1941年12月29日は、菌類学の世界的大家である南方熊楠が死亡した日である。
その膨大な知識にもかかわらず、生涯定職に就くことなく在野での研究にその身を費やした熊楠は、奇行の多い、いわゆる“奇人”として認識されていたが、イギリス滞在時には『ネイチャー』誌に寄稿するほどの世界的にみても特殊な知識を持った研究家であり、生涯で50本以上もの論文を同誌に掲載した(『ネイチャー』誌でも最高の本数)。
そしてその最期は、医者を呼ぼうとした周囲に対して「今見えている花が消えてしまうから」と制して死んでいったという。
生前、幻覚や幽体離脱を数多く体験していたという奇人らしい最期であった。
ちなみに熊楠の脳は現在も大阪大学医学部にホルマリン漬けとして保存されているが、その海馬に萎縮が認められており、それが幻覚を作っていたとされる。

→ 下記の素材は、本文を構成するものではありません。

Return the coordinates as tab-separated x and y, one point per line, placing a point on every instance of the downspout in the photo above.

(写真はWikipedia南方熊楠より使用。Public Domain)

12月29日の不幸

1982年
【自殺】パーシー・ウィリアムズ(Percy Alfred Williams)【陸上競技選手/カナダ】1928年アムステルダムオリンピック男子100メートル走、200メートル走で金メダルを獲得したカナダ出身の世界的短距離ランナー。1932年に引退し、保険代理業等に従事した。晩年の1979年にカナダ勲章を受章した頃から深刻な関節炎に苛まれ、自らの頭に銃弾を撃ち込んで自殺した。没年74歳。